NLWeb (Natural Language Web) – Microsoft’s initiative aims to bring conversational interfaces directly to websites, allowing users to interact with web content through natural language queries. This technology could fundamentally change how users discover and interact with brand information, making conversational optimisation as important as traditional web design.
Model Context Protocol (MCP) – This emerging standard promises to enable AI agents to access real-time information from business systems. As MCP develops, it could become crucial for brands wanting to provide agents with current pricing, inventory, or product information.
Structured Data Evolution – Traditional schema.org markup is evolving to better serve AI systems. Staying current with these developments will help ensure your content remains discoverable and interpretable by AI platforms.
Looking Ahead
The transition to Web 4.0 represents one of the most significant shifts in marketing since the Internet emerged. Unlike previous transformations that happened over years, this change is happening over months. The marketers who begin experimenting now, not with massive infrastructure investments, but with curiosity and strategic attention, will be best positioned when AI agents start being adopted by consumers.

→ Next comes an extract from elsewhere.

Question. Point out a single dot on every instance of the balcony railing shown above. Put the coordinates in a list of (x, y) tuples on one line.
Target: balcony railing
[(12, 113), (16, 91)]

Success in this new environment won’t come from rigid frameworks or complex technical implementations. It will come from understanding how AI systems interpret brands, building authentic presence across trusted information sources, and developing content strategies that serve both human and agent audiences effectively.
The future of marketing is being written now, in the responses that AI systems generate today. Marketers need to start learning how Web 4.0 will work while there’s still time to influence its development.